A professionally run NBFC in the listed startup bucket
Institutionally owned with high quality management, consistent fast-paced growth at >30% YoY, solid risk-management
In the evolving landscape of MSME lending, an innovative NBFC backed by pedigree management is quietly building a solid institution.
This NBFC offers tailored credit solutions leveraging both property and business assets as collateral, giving out loans starting from plant/machine, working capital, and expansion support.
The business strategy is customer-centric, focusing on the underserved MSME segment. The NBFC has established multiple channels to serve the diverse credit needs and is actively engaged in co-lending models to enhance efficiency and reach. A proprietary scoring tool, robust technology integration, and a strong focus on early warning signals and data analytics underscore its commitment to credit excellence.
What sets this NBFC apart is its blend of physical and digital frameworks, streamlining - sourcing, underwriting, disbursement, and collection processes. Customers are acquired through a widespread branch network, direct sales agents, and partnerships with manufacturers and financial institutions, coupled with a promising digital channel in the pipeline.
Their average ticket size is between 5 lakh to a crore, with an upper limit of 5 crores, ensuring a broad spectrum of businesses can be accommodated. The recent financial data revealed a remarkable 30% year-on-year growth, with assets under management (AUM) reaching 7500 crores.
Underwriting at this NBFC is a multifaceted process that harnesses data from multiple sources, including banking transactions and GST records. The NBFC is eyeing exponential growth in its capital-light, off-balance sheet products by amplifying its co-lending, direct assignment, and co-origination endeavors. These segments have seen a rapid ascent, now constituting 43% of AUM in the first quarter of FY24, a substantial leap from 4% in FY22.
The business model is attractive to banks, which are more inclined to lend through co-lending arrangements, benefiting from a granular loan book. At the same time, the operational management is handled by the NBFC partner. Despite its potential, the model’s long-term effectiveness will be closely monitored as it scales.
Financially, the NBFC stands robust with a hefty capital infusion leading to a solid capital base. The leverage ratio is maintained with prudence, and the debt-to-equity balance is carefully managed.
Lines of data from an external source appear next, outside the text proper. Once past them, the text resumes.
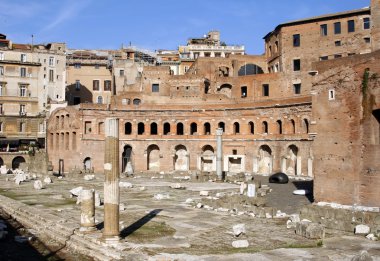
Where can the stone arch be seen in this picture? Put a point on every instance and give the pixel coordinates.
(207, 128)
(140, 128)
(153, 159)
(128, 128)
(226, 89)
(208, 162)
(236, 127)
(87, 163)
(153, 128)
(166, 128)
(265, 160)
(193, 128)
(250, 69)
(222, 126)
(127, 159)
(180, 128)
(17, 161)
(181, 158)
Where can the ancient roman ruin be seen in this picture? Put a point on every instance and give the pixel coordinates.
(178, 145)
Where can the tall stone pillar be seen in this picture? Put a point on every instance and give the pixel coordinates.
(375, 25)
(111, 183)
(219, 153)
(87, 216)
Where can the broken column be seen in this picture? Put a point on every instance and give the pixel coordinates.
(111, 183)
(87, 216)
(219, 153)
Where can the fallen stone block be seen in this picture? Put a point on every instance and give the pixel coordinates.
(240, 244)
(310, 230)
(238, 229)
(38, 185)
(362, 230)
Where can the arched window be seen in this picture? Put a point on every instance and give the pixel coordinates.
(166, 128)
(251, 127)
(153, 128)
(179, 128)
(193, 128)
(293, 126)
(221, 125)
(207, 128)
(279, 127)
(265, 127)
(236, 128)
(140, 128)
(128, 128)
(306, 125)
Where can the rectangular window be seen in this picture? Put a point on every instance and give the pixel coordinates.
(296, 40)
(351, 26)
(366, 23)
(95, 85)
(77, 85)
(296, 65)
(337, 28)
(23, 90)
(107, 85)
(51, 75)
(244, 91)
(323, 29)
(266, 90)
(51, 61)
(23, 57)
(155, 87)
(23, 72)
(297, 88)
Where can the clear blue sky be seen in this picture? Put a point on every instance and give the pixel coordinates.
(155, 24)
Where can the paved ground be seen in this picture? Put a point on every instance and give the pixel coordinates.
(170, 229)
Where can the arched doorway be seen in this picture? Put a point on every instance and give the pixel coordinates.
(292, 160)
(17, 161)
(265, 160)
(87, 164)
(181, 158)
(207, 158)
(126, 160)
(153, 158)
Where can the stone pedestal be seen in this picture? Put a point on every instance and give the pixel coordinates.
(87, 216)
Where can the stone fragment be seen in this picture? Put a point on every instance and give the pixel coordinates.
(362, 230)
(123, 184)
(47, 180)
(240, 244)
(89, 177)
(310, 230)
(38, 185)
(76, 191)
(238, 229)
(363, 256)
(161, 196)
(204, 193)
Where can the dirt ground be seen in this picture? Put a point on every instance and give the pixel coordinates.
(171, 229)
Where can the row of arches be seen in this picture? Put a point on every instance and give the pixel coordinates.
(263, 160)
(205, 128)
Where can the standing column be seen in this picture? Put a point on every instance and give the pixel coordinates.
(111, 183)
(87, 216)
(219, 153)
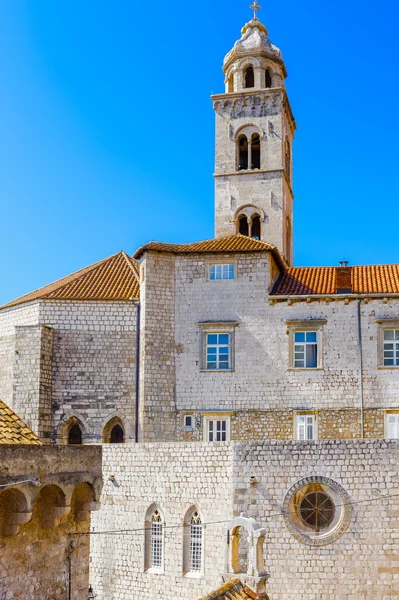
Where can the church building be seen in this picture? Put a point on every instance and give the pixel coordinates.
(249, 408)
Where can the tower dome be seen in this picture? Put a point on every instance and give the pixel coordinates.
(254, 50)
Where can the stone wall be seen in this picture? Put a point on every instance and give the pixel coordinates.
(361, 563)
(38, 522)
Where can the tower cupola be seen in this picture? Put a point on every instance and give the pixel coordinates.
(254, 62)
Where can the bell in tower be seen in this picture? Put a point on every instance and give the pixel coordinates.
(254, 132)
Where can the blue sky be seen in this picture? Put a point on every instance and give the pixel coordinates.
(107, 129)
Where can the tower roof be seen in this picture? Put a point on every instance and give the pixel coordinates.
(254, 41)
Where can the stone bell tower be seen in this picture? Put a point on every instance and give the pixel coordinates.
(254, 133)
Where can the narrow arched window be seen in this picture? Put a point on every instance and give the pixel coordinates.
(75, 435)
(117, 435)
(154, 540)
(249, 77)
(288, 160)
(255, 227)
(243, 226)
(255, 151)
(195, 543)
(242, 153)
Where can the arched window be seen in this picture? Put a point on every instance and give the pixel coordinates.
(255, 151)
(249, 77)
(255, 227)
(117, 435)
(113, 432)
(242, 153)
(154, 539)
(75, 436)
(193, 542)
(243, 226)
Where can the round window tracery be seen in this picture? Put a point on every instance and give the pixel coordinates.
(317, 510)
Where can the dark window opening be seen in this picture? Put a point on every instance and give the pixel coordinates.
(75, 435)
(255, 151)
(249, 77)
(117, 435)
(242, 153)
(255, 229)
(243, 227)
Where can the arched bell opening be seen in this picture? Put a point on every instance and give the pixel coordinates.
(249, 77)
(13, 511)
(50, 506)
(83, 501)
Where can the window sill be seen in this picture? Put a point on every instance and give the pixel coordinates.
(305, 368)
(216, 370)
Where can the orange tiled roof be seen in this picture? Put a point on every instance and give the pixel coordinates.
(113, 278)
(233, 590)
(371, 279)
(13, 430)
(228, 243)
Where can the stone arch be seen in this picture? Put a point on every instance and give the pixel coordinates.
(255, 538)
(110, 435)
(154, 529)
(50, 505)
(14, 511)
(83, 501)
(193, 540)
(70, 420)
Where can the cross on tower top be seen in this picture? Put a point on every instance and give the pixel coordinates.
(255, 6)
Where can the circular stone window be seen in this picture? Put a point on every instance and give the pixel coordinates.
(317, 510)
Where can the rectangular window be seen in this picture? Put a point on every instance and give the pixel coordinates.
(218, 430)
(217, 271)
(218, 351)
(392, 426)
(391, 347)
(305, 349)
(305, 427)
(156, 544)
(188, 422)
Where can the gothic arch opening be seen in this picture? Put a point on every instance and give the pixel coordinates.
(114, 432)
(243, 225)
(255, 226)
(255, 151)
(242, 153)
(249, 77)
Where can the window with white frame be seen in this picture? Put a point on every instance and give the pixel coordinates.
(305, 349)
(218, 430)
(188, 421)
(218, 351)
(221, 271)
(392, 426)
(305, 427)
(391, 347)
(195, 543)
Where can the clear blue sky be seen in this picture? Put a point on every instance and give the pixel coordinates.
(107, 129)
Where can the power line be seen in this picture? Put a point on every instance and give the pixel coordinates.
(266, 518)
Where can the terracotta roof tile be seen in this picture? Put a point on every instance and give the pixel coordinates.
(371, 279)
(233, 590)
(13, 430)
(114, 278)
(229, 243)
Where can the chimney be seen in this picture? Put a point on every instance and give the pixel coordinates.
(343, 283)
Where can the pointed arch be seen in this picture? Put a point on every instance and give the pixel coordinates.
(193, 541)
(154, 526)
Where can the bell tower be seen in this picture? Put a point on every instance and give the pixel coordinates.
(254, 133)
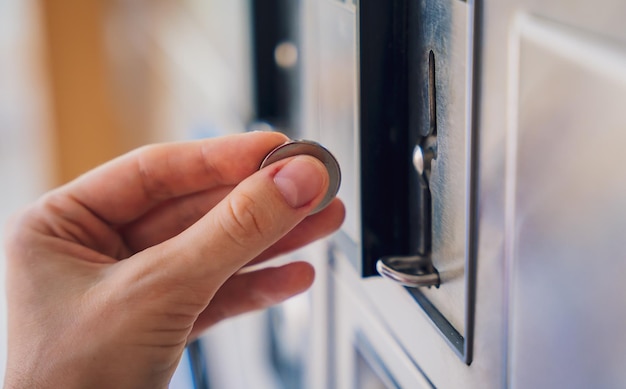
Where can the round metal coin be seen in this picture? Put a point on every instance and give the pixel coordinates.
(314, 149)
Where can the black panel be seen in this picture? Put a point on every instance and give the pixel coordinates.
(276, 90)
(385, 146)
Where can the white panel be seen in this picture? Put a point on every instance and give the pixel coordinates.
(567, 215)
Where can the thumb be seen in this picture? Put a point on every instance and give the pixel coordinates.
(256, 214)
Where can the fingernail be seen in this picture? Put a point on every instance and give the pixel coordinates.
(300, 180)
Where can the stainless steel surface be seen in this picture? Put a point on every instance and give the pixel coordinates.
(413, 272)
(314, 149)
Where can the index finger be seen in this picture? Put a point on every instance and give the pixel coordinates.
(128, 186)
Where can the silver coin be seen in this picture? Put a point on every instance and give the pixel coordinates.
(314, 149)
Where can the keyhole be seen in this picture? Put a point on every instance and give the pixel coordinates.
(432, 94)
(429, 143)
The company's borrowing profile is diverse, with funds mobilized from over 60 financiers, indicating a strong trust in its financial stability.
Liquidity management is prudent, with substantial reserves to cover upcoming debt obligations, and a strategy in place to maintain a steady liquidity cushion. The on-balance sheet assets are complemented by strategic partnerships for co-lending, which further fortifies its liquidity position.
Since its inception in 2019, the NBFC has rapidly built a sizable AUM, demonstrating strong growth momentum. While the portfolio exhibits lower seasoning, this is balanced by the fact that the bulk has accumulated in a post-COVID recovery phase, suggesting a resilient credit environment.
The NBFC's financial performance is commendable, with positive profitability and a robust capital adequacy ratio. A well-thought-out business plan aims to maintain this trajectory, with targets for AUM growth, cost-income ratio, credit costs, and a confident outlook for asset returns.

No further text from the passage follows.